Diğer bir paradoks ise Spinoza'nın maddecilikle suçlanmasıdır ki bu durumu Baker oldukça tezat bulmaktadır. Spinoza her türlü düşünmenin ve tinsel olgunun aynı zamanda bedensel olduğunu vurgular. Beden düşünürlere ve filozoflara ne düşündüklerini ve nasıl düşündüklerini anlamaları için bir modeldir. Bu durum protestan anlayışa ve Descartes'e aynı zamanda bir başkaldırı niteliği de taşımaktadır.
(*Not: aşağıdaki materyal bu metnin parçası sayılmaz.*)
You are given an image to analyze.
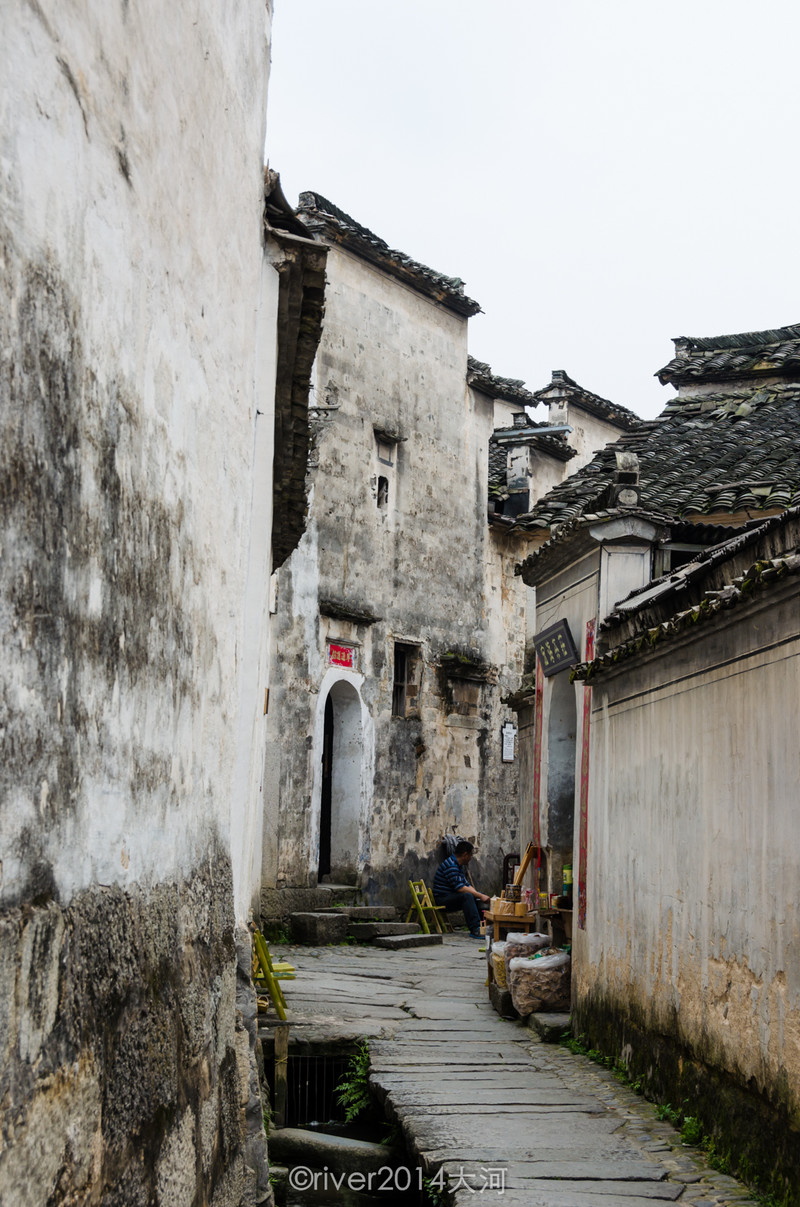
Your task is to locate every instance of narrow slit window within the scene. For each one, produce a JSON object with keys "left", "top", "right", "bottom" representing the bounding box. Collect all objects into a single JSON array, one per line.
[{"left": 392, "top": 641, "right": 422, "bottom": 717}]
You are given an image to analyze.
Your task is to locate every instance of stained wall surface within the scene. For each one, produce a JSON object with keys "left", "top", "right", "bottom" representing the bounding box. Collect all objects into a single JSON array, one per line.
[
  {"left": 0, "top": 0, "right": 275, "bottom": 1205},
  {"left": 576, "top": 589, "right": 800, "bottom": 1144},
  {"left": 264, "top": 249, "right": 525, "bottom": 911}
]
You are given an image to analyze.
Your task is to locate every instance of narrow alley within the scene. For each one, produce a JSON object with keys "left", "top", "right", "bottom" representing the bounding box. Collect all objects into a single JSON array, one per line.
[{"left": 263, "top": 934, "right": 755, "bottom": 1207}]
Bu noktada Spinoza'nın "Ethica" adlı eserini bir çeşit referans olarak sunar Ulus Baker, Ethica çok yönlü ve davranışlar bilimi, doğa felsefesi, siyaset ve varlıkbilimi içerikleri ile söylemek istediklerini anlattığı bir kitaptır.
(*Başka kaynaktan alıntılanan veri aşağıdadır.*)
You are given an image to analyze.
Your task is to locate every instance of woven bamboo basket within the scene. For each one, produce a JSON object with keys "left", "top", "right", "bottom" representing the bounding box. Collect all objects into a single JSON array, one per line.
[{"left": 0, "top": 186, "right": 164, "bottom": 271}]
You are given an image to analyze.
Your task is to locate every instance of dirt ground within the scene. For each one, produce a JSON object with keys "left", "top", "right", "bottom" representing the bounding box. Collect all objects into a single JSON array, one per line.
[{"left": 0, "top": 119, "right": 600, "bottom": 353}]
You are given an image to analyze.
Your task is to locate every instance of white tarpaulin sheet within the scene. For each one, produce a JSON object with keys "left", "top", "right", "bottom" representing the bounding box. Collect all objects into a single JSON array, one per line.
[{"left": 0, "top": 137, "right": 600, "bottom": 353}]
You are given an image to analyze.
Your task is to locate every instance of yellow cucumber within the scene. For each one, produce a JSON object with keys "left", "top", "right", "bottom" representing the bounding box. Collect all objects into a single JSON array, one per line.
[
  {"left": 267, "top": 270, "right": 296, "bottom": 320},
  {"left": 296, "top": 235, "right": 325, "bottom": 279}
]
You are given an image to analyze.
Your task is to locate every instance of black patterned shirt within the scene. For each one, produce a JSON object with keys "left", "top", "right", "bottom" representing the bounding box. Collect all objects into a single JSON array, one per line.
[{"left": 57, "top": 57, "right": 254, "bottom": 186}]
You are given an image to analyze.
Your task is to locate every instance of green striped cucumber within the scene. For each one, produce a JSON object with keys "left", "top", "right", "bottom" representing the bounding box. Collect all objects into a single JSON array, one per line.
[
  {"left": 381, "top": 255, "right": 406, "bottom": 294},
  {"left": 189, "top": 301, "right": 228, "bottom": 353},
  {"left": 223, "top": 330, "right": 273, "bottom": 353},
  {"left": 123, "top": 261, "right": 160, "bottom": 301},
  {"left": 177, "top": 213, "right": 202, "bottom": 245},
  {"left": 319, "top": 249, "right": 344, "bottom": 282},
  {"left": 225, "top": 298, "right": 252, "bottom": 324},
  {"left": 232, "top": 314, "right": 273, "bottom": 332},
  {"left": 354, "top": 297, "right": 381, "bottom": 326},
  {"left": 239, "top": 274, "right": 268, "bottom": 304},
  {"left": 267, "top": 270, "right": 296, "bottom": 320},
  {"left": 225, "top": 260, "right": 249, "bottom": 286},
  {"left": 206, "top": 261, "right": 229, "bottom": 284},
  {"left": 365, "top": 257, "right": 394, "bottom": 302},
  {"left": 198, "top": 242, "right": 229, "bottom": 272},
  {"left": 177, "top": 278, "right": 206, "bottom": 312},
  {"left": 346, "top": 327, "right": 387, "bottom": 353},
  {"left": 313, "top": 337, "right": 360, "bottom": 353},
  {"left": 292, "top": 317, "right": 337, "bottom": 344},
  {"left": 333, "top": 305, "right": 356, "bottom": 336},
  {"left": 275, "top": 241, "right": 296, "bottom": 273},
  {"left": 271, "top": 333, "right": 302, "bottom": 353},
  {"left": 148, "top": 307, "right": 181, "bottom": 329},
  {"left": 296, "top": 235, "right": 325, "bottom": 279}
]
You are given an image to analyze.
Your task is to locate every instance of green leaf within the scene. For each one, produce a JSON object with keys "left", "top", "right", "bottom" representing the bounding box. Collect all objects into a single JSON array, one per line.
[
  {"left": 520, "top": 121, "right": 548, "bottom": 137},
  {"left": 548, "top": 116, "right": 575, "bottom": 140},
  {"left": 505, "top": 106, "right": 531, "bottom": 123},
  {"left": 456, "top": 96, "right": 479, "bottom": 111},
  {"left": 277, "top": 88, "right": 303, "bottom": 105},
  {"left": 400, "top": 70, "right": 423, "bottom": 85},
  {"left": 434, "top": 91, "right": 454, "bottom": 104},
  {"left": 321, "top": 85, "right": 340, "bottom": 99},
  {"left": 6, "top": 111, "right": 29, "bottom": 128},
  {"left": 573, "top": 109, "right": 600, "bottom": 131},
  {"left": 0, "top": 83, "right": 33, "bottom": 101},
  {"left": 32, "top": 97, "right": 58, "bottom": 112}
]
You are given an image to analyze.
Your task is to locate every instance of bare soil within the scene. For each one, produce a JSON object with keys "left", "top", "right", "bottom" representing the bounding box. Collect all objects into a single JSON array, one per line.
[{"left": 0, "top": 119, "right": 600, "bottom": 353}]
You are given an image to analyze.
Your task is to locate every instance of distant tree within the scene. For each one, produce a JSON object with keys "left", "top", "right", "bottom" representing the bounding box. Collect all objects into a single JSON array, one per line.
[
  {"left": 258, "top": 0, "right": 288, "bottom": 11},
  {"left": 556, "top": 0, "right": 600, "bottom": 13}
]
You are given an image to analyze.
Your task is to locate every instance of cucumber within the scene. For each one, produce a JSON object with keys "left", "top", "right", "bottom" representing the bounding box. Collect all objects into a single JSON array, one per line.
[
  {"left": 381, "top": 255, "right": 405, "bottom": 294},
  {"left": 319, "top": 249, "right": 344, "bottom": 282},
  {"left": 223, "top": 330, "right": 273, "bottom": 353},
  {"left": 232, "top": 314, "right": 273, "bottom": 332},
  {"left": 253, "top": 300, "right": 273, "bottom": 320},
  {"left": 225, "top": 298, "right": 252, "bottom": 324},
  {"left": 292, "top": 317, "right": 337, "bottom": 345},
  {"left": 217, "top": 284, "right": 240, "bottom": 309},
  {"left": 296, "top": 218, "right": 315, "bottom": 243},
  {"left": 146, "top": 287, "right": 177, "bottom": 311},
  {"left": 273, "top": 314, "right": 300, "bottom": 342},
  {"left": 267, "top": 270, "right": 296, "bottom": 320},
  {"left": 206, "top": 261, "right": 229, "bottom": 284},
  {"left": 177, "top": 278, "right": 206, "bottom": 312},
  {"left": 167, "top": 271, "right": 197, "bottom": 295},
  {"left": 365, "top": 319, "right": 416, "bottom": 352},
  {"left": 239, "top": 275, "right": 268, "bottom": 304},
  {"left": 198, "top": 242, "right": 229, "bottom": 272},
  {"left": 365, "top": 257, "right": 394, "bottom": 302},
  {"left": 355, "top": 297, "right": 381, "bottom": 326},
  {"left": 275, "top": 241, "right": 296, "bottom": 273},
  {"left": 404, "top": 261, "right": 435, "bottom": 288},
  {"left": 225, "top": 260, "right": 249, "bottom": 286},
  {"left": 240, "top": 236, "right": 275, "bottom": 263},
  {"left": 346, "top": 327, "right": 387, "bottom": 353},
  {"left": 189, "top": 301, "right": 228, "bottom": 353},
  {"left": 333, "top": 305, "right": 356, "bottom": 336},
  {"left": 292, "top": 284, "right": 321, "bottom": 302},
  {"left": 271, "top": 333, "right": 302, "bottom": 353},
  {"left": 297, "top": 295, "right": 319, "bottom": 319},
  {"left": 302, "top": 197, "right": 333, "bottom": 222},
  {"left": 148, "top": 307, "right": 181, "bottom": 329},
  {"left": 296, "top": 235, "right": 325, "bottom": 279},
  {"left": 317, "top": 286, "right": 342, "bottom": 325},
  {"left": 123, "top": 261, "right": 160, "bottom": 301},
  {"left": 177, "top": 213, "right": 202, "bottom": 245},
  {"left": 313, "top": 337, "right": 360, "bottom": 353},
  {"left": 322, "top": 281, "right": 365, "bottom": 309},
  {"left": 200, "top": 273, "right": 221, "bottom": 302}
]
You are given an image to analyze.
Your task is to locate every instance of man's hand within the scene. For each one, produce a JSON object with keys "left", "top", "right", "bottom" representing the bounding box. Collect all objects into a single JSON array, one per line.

Aslında Ulus Baker Spinoza'nın tutarlılıklarını ve hayata bakışını benimser. Çünkü Spinoza tüm bu düşünceler sisteminde fikirleri bir üretim biçimi şeklinde kullanmaktadır. Bilgiyi olumlu bir şekilde duyguya çevirebilmektedir; her türlü öz ve düşünce yoldaşıdır. Ulus Baker bir gün Spinozacı olması ilgili şu şekilde konuşur; "Neden Spinozacı olduğumu sorarsan, tarihin hiçbir noktasında o herif kadar ‘düşünme’ ile ‘inanış’, ‘çaba’ ile ‘arzu’, ‘iktidar’ ile ‘üretim kuvveti’ arasındaki farkı o kadar yalın bir biçimde anlatan birine daha rastlamadım.’’ (2012)


KAYNAKÇA

Arıcan, K. M. "Panteizm ve Panenteizm Tartışmaları Arasında Spinoza" (2013), Beytulhikme An International Journal Of Philosophy.

Cihan, M. "Spinoza Felsefesinin Etkileri: Spinozacılığın Farklı Dönem ve Alanlardaki Yansımaları " (2013), Beytulhikme An International Journal Of Philosophy.